Projects

A project is one application under test in BugBrain — this guide covers creating a project, setting its URL and type, adding login credentials, and tuning advanced run settings.

A project is one application you point BugBrain at — a single website or API under test. Everything BugBrain does, from exploratory runs to test cases and issues, hangs off a project, so it's the first thing you create and the place you go to control how testing behaves.

What it is#

A project is the home for one app under test. It stores:

  • A name and URL — where the app is reachable (for example https://staging.yourapp.com).
  • A typeWebsite or API. This is fixed when you create the project; pick a new project for a different target.
  • Optional login credentials — a username and password (and, where needed, a second-factor secret) so agents can test signed-in flows. They're encrypted at rest.
  • Saved sessions — reusable authenticated sessions so the agent doesn't have to log in from scratch on every run.
  • Browser fingerprints — a per-element locator cache that helps the agent find the same buttons and fields reliably over time.
  • Advanced config — the environment label, allowed origins, ignored error patterns, and caps on how far a run explores.

Each project also gets a short ID (like TA-…) that makes it easy to reference in conversations, links, and integrations.

Why use it#

  • One place to configure testing — URL, login, and exploration limits all live together.
  • Signed-in coverage — adding credentials lets the agent reach the pages behind your login, which is where most real workflows live.
  • Predictable, bounded runs — the advanced caps keep runs fast and focused instead of crawling forever.
  • Separation by app — keep each application's runs, test cases, and issues cleanly apart.

Before you start#

  • You need a reachable URL for the app. BugBrain runs in the cloud, so a public staging or production URL works; for localhost, expose it with a tunnel first.
  • You need the projects:view permission to see projects, projects:edit to create or change one, and projects:delete to remove one. See Team & roles.
  • For anything that writes data, point the project at a safe environment rather than production.

Create a project#

  1. Open the project list

    Go to All Projects and choose New project. (The onboarding wizard also walks you through this the first time.)
  2. Pick the type

    Choose Website for a web app or API for an HTTP API. This is set once per project.
  3. Enter a name and URL

    Give it a clear name and the URL where the app is reachable, e.g. https://staging.yourapp.com.
  4. Add login credentials (optional)

    If you want signed-in flows tested, add a username and password. They're encrypted at rest and used only to log the agent in.
  5. Save

    The project is created and ready to run. Start an exploratory run right away — see Test runs.
Creating a new project
Creating a project: name, URL, type, and optional login credentials.
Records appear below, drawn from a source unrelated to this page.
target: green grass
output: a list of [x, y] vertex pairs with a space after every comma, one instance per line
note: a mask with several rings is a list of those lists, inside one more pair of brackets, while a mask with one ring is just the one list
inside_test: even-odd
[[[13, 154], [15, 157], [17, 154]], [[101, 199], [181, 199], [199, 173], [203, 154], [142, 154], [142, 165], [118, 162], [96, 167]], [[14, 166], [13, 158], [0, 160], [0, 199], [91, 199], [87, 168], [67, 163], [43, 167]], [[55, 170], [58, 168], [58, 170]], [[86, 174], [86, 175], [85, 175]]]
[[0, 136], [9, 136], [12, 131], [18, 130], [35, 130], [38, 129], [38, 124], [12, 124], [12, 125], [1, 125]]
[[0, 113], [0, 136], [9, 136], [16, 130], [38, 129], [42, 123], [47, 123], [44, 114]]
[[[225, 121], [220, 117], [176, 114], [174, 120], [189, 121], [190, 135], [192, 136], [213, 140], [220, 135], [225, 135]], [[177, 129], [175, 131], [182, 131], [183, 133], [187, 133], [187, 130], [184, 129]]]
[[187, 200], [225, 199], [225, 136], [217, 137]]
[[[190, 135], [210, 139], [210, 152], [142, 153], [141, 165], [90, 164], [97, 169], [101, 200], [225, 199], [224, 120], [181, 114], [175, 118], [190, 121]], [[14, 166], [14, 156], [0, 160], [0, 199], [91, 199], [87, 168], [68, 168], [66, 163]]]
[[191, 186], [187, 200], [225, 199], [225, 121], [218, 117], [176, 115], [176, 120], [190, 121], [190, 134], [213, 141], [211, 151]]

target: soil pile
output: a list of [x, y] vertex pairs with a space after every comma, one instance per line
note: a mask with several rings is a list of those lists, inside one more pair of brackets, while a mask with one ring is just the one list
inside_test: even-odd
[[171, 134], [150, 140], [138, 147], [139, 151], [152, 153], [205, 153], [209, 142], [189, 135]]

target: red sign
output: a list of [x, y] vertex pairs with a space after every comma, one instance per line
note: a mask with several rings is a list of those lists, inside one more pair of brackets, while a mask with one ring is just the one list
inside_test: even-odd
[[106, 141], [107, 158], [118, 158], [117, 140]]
Configure advanced settings#

Open the project's Settings tab to tune how runs behave. These settings keep exploration bounded and reduce noise.

  • Environment — label the project as production, staging, or development so reports and teammates know what they're looking at.
  • Allowed origins — extra domains (beyond the project URL's own origin) the agent is allowed to navigate to, so a run doesn't wander off your app onto third-party sites.
  • Ignored error patterns — patterns for console or network errors you want runs to ignore (for example known noisy third-party warnings), so issues stay signal-rich.
  • Max steps per flow — how many actions the agent may take while exercising a single flow.
  • Max flows per run — how many distinct flows one run will explore.
  • Crawl depth — how far from the start URL the agent will navigate.

Start tight, then loosen

Lower caps make runs faster and cheaper while you're getting set up. Once you trust the results, raise max flows and depth to broaden coverage.

Edit or delete a project#

  • Edit — change the URL, credentials, or advanced config anytime from the project's Settings tab. New runs pick up the changes immediately.
  • Delete — removing a project is destructive: its runs, test cases, issues, and history go with it and there's no undo. Export anything you need first.

Deleting is permanent

There's no recycle bin for projects. If you only want to pause testing, stop scheduling runs instead of deleting the project.

Tips#

  • Keep the start URL pointed at a stable, representative environment so trends stay comparable run to run.
  • Use the ignored-error patterns to silence known third-party noise rather than triaging the same false positive repeatedly.
  • Add login credentials early — most valuable flows are behind a sign-in, and the agent can't reach them otherwise.

Frequently asked questions

What is a project in BugBrain?

A project represents a single application you want to test — a website or an API. It holds the app's URL, its type, optional login credentials, and the settings that bound how far runs explore.

Are login credentials safe to store?

Yes. Credentials are encrypted at rest and used only to log the AI agent into your app so it can test signed-in flows. They're never shown back in plain text or included in logs.

Can I test a website and an API in the same project?

No — each project has one type, either Website or API. Create a separate project for each target. They can still live side by side in the same workspace.

What happens when I delete a project?

Deleting a project is permanent and removes its runs, test cases, issues, and history. There's no undo, so export anything you need first.